I’m re-reading a memoir (Boff Whalley’s Footnotes, if you really want to know) and I’m amazed, as I always am, at the way some people can look back and remember the details of so many specific instances in their lives. Some I recall with absolute clarity, like when my son, just over an hour old, wrapped his tiny fingers around my thumb and I just felt absolute love. But with so many things the colours of my memory are blurred around the edges.
What does stay in my mind is the way things made me feel. Driving up I-75 in Ohio, a sunny spring day, the window rolled down, my leather jacket thrown on the back seat, Springsteen on the radio, I felt as if I understood America for the first time, that it was under my skin and in my heart.
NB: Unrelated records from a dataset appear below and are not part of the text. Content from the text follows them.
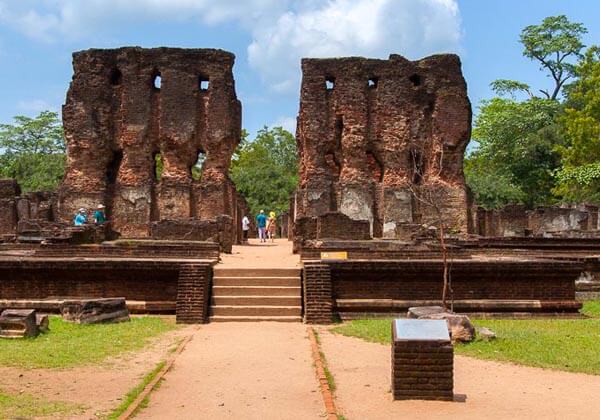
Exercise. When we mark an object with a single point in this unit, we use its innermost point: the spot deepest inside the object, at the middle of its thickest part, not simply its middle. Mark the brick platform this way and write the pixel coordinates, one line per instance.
(318, 299)
(422, 360)
(149, 283)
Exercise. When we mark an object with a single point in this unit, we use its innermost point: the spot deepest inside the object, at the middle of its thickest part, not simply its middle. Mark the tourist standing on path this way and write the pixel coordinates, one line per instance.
(99, 216)
(272, 225)
(261, 221)
(245, 229)
(80, 218)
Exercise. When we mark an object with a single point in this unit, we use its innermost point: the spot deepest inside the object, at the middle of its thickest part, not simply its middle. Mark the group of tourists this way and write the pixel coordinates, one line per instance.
(98, 218)
(267, 226)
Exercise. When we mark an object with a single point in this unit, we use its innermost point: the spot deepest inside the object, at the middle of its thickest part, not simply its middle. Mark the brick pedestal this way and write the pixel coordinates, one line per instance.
(422, 360)
(317, 292)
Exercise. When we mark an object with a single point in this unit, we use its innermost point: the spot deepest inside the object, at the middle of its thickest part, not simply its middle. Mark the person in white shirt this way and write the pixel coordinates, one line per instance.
(245, 229)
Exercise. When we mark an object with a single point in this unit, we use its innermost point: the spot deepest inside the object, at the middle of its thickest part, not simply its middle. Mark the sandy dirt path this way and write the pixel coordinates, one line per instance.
(493, 390)
(258, 255)
(101, 387)
(242, 371)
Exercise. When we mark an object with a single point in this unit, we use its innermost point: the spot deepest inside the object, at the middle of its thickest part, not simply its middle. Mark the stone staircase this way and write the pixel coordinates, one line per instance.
(256, 294)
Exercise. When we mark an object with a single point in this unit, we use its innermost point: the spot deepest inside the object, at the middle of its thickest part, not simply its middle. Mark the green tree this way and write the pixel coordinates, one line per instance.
(555, 44)
(33, 151)
(579, 178)
(265, 170)
(516, 158)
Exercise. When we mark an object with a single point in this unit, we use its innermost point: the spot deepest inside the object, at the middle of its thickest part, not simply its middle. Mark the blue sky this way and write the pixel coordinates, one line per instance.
(268, 38)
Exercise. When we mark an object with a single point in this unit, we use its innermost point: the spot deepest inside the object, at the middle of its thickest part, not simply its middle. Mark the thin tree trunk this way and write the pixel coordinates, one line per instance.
(445, 262)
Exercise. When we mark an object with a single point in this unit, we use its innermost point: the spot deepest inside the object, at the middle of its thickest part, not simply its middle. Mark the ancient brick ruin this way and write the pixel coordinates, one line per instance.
(375, 136)
(129, 111)
(378, 139)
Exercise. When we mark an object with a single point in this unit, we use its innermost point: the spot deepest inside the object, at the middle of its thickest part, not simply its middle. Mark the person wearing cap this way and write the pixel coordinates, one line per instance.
(245, 229)
(99, 215)
(272, 226)
(80, 218)
(261, 222)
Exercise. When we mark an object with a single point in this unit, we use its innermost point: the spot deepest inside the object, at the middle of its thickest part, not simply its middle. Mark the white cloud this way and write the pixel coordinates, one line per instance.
(282, 31)
(72, 19)
(288, 123)
(373, 28)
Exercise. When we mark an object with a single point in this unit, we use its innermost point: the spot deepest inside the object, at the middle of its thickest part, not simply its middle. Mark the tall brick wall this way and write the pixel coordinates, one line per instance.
(373, 134)
(118, 120)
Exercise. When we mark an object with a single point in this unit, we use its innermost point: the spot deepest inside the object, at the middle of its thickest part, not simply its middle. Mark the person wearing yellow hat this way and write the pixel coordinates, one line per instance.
(272, 225)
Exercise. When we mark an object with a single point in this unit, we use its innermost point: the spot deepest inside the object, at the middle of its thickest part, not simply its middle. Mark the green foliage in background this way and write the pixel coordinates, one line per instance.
(540, 151)
(32, 150)
(579, 178)
(516, 158)
(265, 170)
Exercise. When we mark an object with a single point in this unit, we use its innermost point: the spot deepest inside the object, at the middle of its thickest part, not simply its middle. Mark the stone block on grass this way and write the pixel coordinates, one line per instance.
(460, 327)
(95, 311)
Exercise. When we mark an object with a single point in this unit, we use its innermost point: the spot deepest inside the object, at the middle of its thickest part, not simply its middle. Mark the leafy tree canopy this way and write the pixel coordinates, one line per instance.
(33, 151)
(265, 170)
(516, 157)
(579, 178)
(556, 45)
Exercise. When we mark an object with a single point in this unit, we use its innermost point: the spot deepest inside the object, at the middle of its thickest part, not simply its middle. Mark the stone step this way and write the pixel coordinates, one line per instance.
(219, 318)
(218, 291)
(256, 272)
(256, 281)
(257, 300)
(243, 310)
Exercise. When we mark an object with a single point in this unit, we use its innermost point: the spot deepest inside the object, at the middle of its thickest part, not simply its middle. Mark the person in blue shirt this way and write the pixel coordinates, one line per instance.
(80, 218)
(261, 222)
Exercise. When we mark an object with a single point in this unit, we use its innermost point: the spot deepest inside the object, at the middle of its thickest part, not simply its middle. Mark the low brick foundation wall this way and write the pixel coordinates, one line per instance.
(390, 286)
(317, 293)
(151, 281)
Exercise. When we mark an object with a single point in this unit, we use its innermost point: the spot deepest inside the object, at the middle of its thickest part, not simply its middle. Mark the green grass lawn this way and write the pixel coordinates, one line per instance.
(67, 345)
(28, 406)
(571, 345)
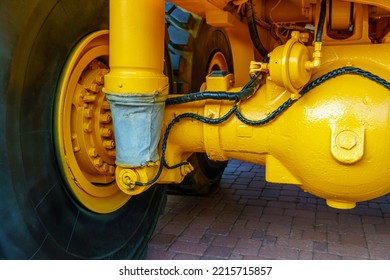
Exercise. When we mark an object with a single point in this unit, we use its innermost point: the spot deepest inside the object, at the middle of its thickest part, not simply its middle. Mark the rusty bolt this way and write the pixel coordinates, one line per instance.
(105, 118)
(89, 98)
(87, 127)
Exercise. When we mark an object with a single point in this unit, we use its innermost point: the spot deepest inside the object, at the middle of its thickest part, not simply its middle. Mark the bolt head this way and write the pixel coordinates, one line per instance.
(347, 140)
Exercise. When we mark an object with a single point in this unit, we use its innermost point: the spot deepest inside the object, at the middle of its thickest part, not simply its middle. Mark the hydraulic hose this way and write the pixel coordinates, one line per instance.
(250, 15)
(321, 21)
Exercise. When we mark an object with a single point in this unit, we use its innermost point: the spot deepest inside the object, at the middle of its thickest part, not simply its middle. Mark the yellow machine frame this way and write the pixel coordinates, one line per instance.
(325, 107)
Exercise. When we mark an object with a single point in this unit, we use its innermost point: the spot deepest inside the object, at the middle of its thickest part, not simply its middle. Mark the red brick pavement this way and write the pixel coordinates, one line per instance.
(248, 218)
All this has left me thinking about the way we see our pasts. When we look back, how do we perceive it? For instance, I know exactly when and where I first really heard John Martyn’s music, an event that made me an instant fan, as I still am. I was 18, in the music room at my girlfriend’s house and we were sitting on a white shag rug. All the other details are gone. Was there a piano in there? A wall of sheet music? What did she look like? Once that music curled around me, it was as if nothing else in the moment mattered?
So, perhaps the question I’m really asking is: am I lacking something, not remembering everything? It’s perhaps a failing as a writer, although novelists do make stuff up (for all you know, the incidents I’ve described could be straight out of my imagination). But what about you? How do you remember things – and how far back do you remember them?